Ambientato nel sobborgo newyorkese di Brighton Beach (con brevi incursioni a Manhattan), il film racconta la storia di Leonard, un ragazzo che, dopo essere stato lasciato dalla donna con la quale stava per sposarsi, è tornato a vivere con i suoi genitori psicologicamente distrutto.
Tra un malriuscito tentativo di suicidio e la grigia quotidianità del lavoro presso la lavanderia del padre, conosce due donne, la bruna Sandra (Vinessa Shaw), figlia di partner in affari di suo padre, e la bionda Michelle (Gwyneth Paltrow), sentimentalmente confusa da una storia con un uomo sposato.

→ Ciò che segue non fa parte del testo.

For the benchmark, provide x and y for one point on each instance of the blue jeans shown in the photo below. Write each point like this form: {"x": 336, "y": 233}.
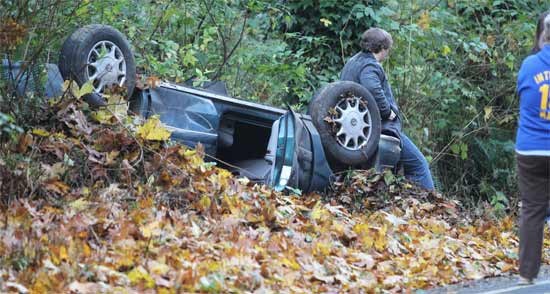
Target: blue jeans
{"x": 415, "y": 164}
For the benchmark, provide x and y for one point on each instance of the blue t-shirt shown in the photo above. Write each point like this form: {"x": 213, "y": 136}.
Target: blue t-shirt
{"x": 533, "y": 137}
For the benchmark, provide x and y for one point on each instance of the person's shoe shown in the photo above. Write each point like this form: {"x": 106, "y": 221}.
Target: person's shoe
{"x": 524, "y": 281}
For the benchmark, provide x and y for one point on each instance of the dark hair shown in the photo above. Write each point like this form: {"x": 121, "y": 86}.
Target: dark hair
{"x": 538, "y": 33}
{"x": 375, "y": 40}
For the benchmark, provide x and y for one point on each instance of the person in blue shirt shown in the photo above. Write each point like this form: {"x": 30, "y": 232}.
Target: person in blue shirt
{"x": 365, "y": 68}
{"x": 533, "y": 154}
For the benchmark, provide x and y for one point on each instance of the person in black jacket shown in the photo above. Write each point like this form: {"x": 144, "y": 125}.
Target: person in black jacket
{"x": 365, "y": 68}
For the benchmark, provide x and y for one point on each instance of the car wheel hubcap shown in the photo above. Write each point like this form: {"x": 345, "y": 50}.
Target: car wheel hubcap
{"x": 353, "y": 123}
{"x": 106, "y": 66}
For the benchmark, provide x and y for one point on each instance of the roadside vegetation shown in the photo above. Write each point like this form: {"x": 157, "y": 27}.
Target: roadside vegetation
{"x": 95, "y": 200}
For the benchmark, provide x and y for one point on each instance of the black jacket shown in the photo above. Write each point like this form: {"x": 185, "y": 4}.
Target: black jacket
{"x": 364, "y": 69}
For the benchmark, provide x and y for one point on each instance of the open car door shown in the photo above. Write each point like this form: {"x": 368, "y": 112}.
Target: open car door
{"x": 296, "y": 155}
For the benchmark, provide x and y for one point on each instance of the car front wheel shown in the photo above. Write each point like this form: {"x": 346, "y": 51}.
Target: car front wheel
{"x": 99, "y": 54}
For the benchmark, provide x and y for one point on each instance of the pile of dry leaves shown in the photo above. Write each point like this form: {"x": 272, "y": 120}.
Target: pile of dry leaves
{"x": 97, "y": 202}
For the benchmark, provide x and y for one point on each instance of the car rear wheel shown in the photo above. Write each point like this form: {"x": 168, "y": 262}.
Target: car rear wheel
{"x": 100, "y": 54}
{"x": 348, "y": 121}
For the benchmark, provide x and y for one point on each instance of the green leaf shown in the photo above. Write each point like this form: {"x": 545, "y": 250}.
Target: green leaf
{"x": 87, "y": 88}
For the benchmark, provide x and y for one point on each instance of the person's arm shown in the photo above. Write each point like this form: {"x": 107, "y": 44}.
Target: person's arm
{"x": 369, "y": 79}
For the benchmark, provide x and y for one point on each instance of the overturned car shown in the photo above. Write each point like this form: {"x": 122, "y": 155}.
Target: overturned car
{"x": 266, "y": 144}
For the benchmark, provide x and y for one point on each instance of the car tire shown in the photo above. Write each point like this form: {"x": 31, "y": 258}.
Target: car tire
{"x": 348, "y": 121}
{"x": 100, "y": 53}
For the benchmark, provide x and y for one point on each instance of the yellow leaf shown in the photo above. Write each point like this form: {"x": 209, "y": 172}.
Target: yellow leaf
{"x": 159, "y": 268}
{"x": 86, "y": 250}
{"x": 317, "y": 211}
{"x": 290, "y": 263}
{"x": 140, "y": 275}
{"x": 205, "y": 202}
{"x": 79, "y": 204}
{"x": 153, "y": 130}
{"x": 151, "y": 229}
{"x": 40, "y": 132}
{"x": 87, "y": 88}
{"x": 63, "y": 253}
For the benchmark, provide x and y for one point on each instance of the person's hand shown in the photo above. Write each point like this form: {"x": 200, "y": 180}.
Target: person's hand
{"x": 392, "y": 115}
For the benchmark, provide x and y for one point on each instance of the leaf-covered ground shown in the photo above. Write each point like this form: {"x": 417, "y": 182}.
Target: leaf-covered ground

E il tema del film è proprio questo, la confusione dei sentimenti e l'incapacità di farci i conti.
Leonard, benissimo interpretato da Phoenix, è un personaggio tragico e triste al contempo, stretto tra l'affetto un po' soffocante dei genitori, il ricordo di un dolore insanabile, il desiderio di amare ed essere amato e la necessità di sentirsi vivo.
Leonard è sinceramente amato da Sandra, che per lui rappresenta la via semplice che non richiede scelte radicali e di rottura, ma in realtà ama Michelle, instabile, problematica, dipendente, incapace di amarlo davvero.
Anche l'ambientazione del film, che si muove tra la squallida e un po' triste umanità di Brooklyn, e il trionfo di luci e vitalità di Manhattan, trasmette l'idea di uno sdoppiamento che non trova soluzione.
È quella giostra dei sentimenti in cui ci inseguiamo senza trovarci mai, in cui forse inseguiamo una inevitabile e autocompiaciuta solitudine.
Ci incontriamo e ci cerchiamo probabilmente per cercare solo noi stessi in una rincorsa infinita destinata a rimanere inappagata e a reiterare una frustrazione del desiderio, interrotta solo da brevi momenti di presunta felicità.
Scegliamo alla fine spesso la strada meno faticosa o più a portata di mano, ma che ci corrisponde di meno, perché non abbiamo forza a sufficienza per trovare quella terza via che sta in mezzo tra l'infinita ricerca e la triste rinuncia.
Sarà perché solo l'altro ieri avevo visto Ponyo, ma fatalmente ne ho riconosciuto una "assurda" forma di continuità. Esiste una possibilità di composizione tra il nostro io infantile e ingenuo e quello adulto e razionale, che ci permetta realmente di entrare in contatto con noi stessi? O siamo destinati come genere umano a una continua altalena di sentimenti, ad un'oscillazione schizofrenica tra dominanti opposte e inconciliabili?
Io dentro di me so esattamente quale vorrei fosse la risposta. Ma preferisco non esplicitarla per non toglierle forza.